Red Hot Chili Peppers' "Californication": Why This Song Sucks
[Editor's note: Why This Song Sucks determines why particular tracks blow using science. It appears on West Coast Sound every Wednesday.]
Song: Red Hot Chili Peppers' "Californication"
History: "Californication" is from RHCP's Californication, an album that people high-fived when it was released but seems to grow weaker with each passing year. I mean, this was probably the best song on there, and it's cool and all, but it was better the first time I heard it, back in 1992 when they were calling it "Under The Bridge." This song is to the Red Hot Chili Peppers as The Quest is to Jean-Claude Van Damme.
Atmospherics: Like if they sold melancholy at Walgreens; like if maybe they forgot how brilliant they could be when they were really trying ("Give It Away"); like every high school kid's alt-mixtape at the end of the '90s.
Scientific Analysis: Let's disassemble "Californication" by mentioning it briefly and then talking about something else entirely.
In 1999, after RHCP released Californication, they experienced a mega-resurgence in popularity at my high school.

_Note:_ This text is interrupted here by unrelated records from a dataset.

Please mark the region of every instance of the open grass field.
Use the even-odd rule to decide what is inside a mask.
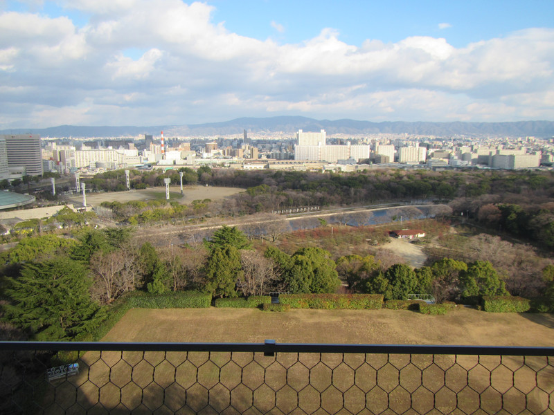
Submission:
[[[193,201],[211,199],[213,201],[222,201],[226,197],[244,192],[244,189],[237,187],[217,187],[206,186],[184,186],[183,196],[181,196],[180,186],[170,186],[171,201],[188,204]],[[129,192],[109,192],[106,193],[91,193],[87,194],[87,203],[91,205],[100,205],[102,202],[129,202],[132,201],[151,201],[166,199],[166,187],[151,187],[141,190]],[[82,196],[72,198],[73,203],[82,203]]]
[[[110,342],[553,346],[554,316],[409,311],[134,309]],[[251,352],[87,352],[46,413],[552,413],[552,358]]]
[[[446,315],[406,310],[135,308],[104,340],[554,347],[553,329],[551,314],[491,313],[462,306]]]

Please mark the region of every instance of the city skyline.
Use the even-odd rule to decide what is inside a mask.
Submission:
[[[0,129],[554,120],[551,1],[307,3],[0,2]]]

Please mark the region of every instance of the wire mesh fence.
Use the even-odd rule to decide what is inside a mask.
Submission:
[[[554,348],[0,342],[2,414],[554,414]]]

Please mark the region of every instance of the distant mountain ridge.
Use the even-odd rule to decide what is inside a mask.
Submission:
[[[404,121],[357,121],[355,120],[315,120],[299,116],[242,118],[206,124],[160,125],[154,127],[90,127],[60,125],[44,129],[10,129],[0,130],[1,134],[37,133],[42,137],[135,137],[141,134],[157,136],[163,131],[166,136],[217,136],[251,133],[292,133],[298,129],[318,131],[325,129],[332,134],[395,133],[419,136],[554,136],[553,121],[517,121],[510,122],[431,122]]]

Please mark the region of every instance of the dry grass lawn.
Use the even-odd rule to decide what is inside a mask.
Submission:
[[[135,308],[104,340],[554,347],[553,315],[457,308],[446,315],[404,310]]]
[[[551,315],[465,308],[443,316],[391,310],[137,308],[103,340],[553,346],[553,327]],[[78,376],[50,385],[45,413],[64,408],[71,414],[376,414],[388,408],[397,414],[538,414],[554,409],[554,365],[544,357],[107,351],[87,352],[79,362]]]

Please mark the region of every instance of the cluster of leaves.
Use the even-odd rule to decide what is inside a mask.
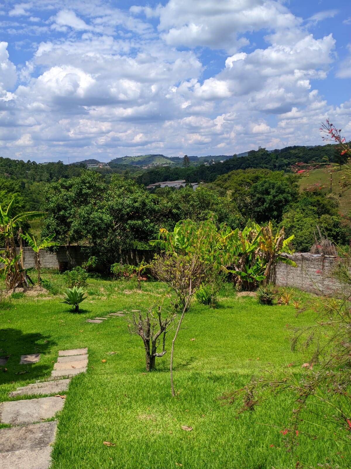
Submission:
[[[108,185],[100,174],[88,171],[49,185],[45,199],[43,235],[55,232],[62,244],[87,245],[106,270],[129,250],[147,245],[160,227],[172,229],[180,219],[203,220],[212,209],[219,222],[237,226],[241,221],[234,204],[205,188],[158,196],[118,175]]]
[[[66,276],[66,283],[69,288],[73,287],[85,287],[89,277],[87,271],[79,265],[73,267],[71,270],[66,271],[64,272],[64,275]]]
[[[61,303],[72,305],[74,312],[78,313],[79,305],[87,298],[85,296],[86,293],[82,287],[74,286],[72,288],[67,288],[64,295],[64,301]]]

Everybody loved them. EVERYBODY. I don't imagine it was too different at anybody's school (unless you had a lot of Black people at your school; we had less than ten, so I don't know). I remember my loser friends and I soaked up all the RHCP stuff we could find. It was so much fun.
The best: When we found the video for 1991's "Give It Away." Remember that one? That's the one where they were painted silver and everything was shot in black and white by that French director? Oh man, when we watched it, when we saw Anthony Kiedis flashing his taint like a goddamn superhero of cool for the first time, it was like someone had scooped out all of our brains and smashed them on the floor.
We spent probably the whole next 30 days devolving every conversation into some sort of Kiedis Taint-related joke. The most prominent: Responding to questions offering something ("I'm going to store. Want me to pick up something for you?") with, "No taints." The most auspicious: When we spent 20 or so minutes looking through a Bible for passages that talked about Heaven, replacing the word "Heaven" with "Kiedis Taint." We'd find a few, then get up, pretend to be a preacher, and shout them with great enthusiasm.
I mean, it was a shitty thing to do, I guess, but it was never not funny.
Anyway, the point is, "Californication" never inspired such tomfoolery. It never really inspired anything, probably (this is weird to consider now because there was a part of the song where Kiedis mentioned baby unicorns and pornography, basically every guy's two favorite things). Except for a desire to listen to their older music. Because this was strained and contrived and (seemingly) everything they were against. And science hates unoriginality. You don't get credit for rediscovering gravity and you don't get credit for re-recording a song that you'd already recorded eight years earlier.
(I) South San Antonio is not the place to live if you want to experience diversity, unless your definition of diversity is "knowing a lot of Mexicans."
(II) Nobody ever forgave Jean-Claude Van Damme for The Quest, and rightfully so. It was THE WORST movie he ever made, and he was the main guy in that Street Fighter abomination.